The team at POLARIS was working with a London-based commercial awnings brand. The team began an analysis of the company’s landing page.
“The key GA4 data was the conversion rate segmented by device and also a review of the site duration/page engagement/exit and bounce rate,” explained James Foote, SEO director, POLARIS. They also used Hotjar and Clarity looking at heatmaps to review scroll depth.
“Our macro-analysis highlighted a fundamental issue: the mobile site using WordPress Elementor was a compressed version of the desktop, which didn't take into consideration how users navigate on smaller screens,” Foote said.
So the team dove into the technical elements of the landing page.
“Using third-party browser shots to run multiple OS checks through Android and iPhone, [we] could see a similar pattern,” he said. They found a number of broken elements – i.e. header bleeding into the hero image.
Once they had this knowledge, they delved further into the CMS to fix these issues. “Working with WordPress sites built with Elementor, you have to define what sections to exclude/include into the mobile viewpoint, otherwise the page builder just uses the desktop compressed into linear vertical blocks,” he explained.

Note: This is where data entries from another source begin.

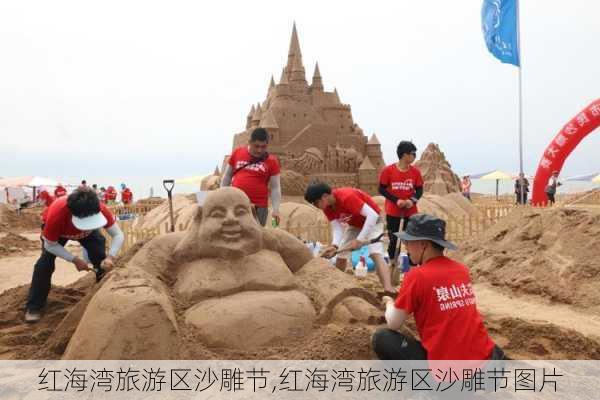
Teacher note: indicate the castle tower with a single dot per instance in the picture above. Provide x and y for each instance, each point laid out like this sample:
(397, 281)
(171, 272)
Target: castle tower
(249, 117)
(295, 68)
(368, 178)
(312, 132)
(256, 117)
(373, 151)
(270, 124)
(317, 84)
(283, 88)
(271, 87)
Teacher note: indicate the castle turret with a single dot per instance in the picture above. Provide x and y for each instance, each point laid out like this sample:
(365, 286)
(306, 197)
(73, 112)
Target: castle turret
(249, 117)
(368, 177)
(373, 152)
(317, 83)
(256, 117)
(269, 122)
(337, 96)
(283, 88)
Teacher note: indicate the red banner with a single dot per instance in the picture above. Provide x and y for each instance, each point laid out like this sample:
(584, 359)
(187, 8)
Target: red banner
(561, 147)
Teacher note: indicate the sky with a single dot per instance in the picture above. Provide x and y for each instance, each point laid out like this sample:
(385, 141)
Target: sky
(157, 89)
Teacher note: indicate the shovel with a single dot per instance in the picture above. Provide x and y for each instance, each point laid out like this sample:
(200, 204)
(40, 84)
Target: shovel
(169, 184)
(346, 248)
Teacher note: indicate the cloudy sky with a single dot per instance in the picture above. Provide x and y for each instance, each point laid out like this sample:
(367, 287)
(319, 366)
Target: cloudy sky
(124, 88)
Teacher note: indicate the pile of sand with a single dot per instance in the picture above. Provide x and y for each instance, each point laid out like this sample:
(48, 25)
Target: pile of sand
(297, 214)
(11, 222)
(184, 208)
(437, 173)
(49, 338)
(453, 205)
(553, 253)
(13, 243)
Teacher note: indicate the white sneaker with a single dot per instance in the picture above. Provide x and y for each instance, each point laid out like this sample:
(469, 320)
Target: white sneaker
(32, 316)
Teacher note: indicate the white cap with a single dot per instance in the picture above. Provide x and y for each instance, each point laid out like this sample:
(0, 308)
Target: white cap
(95, 221)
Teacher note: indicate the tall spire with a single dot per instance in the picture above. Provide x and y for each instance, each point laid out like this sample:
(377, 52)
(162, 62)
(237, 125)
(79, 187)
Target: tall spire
(317, 83)
(294, 51)
(283, 80)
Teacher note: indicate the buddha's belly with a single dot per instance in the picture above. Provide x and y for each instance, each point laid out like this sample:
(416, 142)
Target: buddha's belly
(252, 318)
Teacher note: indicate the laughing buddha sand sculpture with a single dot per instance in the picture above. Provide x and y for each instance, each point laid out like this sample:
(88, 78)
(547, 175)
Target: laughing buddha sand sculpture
(235, 284)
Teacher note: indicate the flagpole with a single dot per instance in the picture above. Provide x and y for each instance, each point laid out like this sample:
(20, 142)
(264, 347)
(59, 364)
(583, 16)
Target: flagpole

After they got the low-hanging fruit – the technical fixes – they hypothesized on ways to increase conversion. Like in the example mentioned in Step #4 previously in the article, the team added a sticky call-to-action footer banner – ‘Enquire Now’ – and then tested to see how this change would impact results.
“All tests we carry out follow the same path; create a hypothesis, design a methodology, benchmark performance, run A/B tests on control and variant – after 90-days review the results to define statistical confidence usually,” Foote said.
After 90 days, mobile inquiries increased by 129%.
But this improved usability and conversion optimization helped boost local SEO as well. “Google's ranking systems track page engagement and task completion, this action directly influences SERP visibility,” Foote said. In this case, ranking positions for core transaction KPI queries improved by 51%.
“The approach validates what SEOs have known all along. Google’s objective is providing the best result. Focus on task completion – not having a high-exit or pogo sticking back to the SERPs. Google rewards brands that can offer this experience. Google rewards sustained user engagement over time,” he said.
Before I end this article, I want to share one last example. While we often think of a local service business as an SMB, national brands also sell services locally. So they have many of the same challenges as the local SMB service business, but one additional challenge – connecting with local employees across the country.
The team at KWI Communications was working with a with a national telecom provider whose frontline construction teams were disengaged, dispersed and difficult to reach.
The team started with a deep-dive survey to surface broad themes and pain points, then zoomed in to see how the results applied to regional nuances, demographics and workplace subcultures.
They followed up by testing their insights in focus groups.
“A ‘test’ for us might be trying a new format in a controlled setting and then listening, measuring sentiment and engagement, and adjusting in real time. It’s less about rigid A/B tests and more about iterative insights, scanning for patterns, piloting formats and fine-tuning based on what gains traction,” explained Leah Gladu, CEO, KWI Communications.
They discovered that instead of all-in-one messaging from national executives, frontline employees only wanted to hear from their direct leaders, and their managers had the same opinion.
So the team tried a new format. They tapped into the pride these employees felt in their craft and made frontline supervisors the primary messengers, equipping them with ‘meeting-in-a-box’ toolkits.
Engagement scores rose by more than 10 points year over year, trust in leadership increased by 33%, and new communication tools achieved a 90% adoption rate. The company was able to scale three times in 18 months, contributing nearly $1 billion in revenue.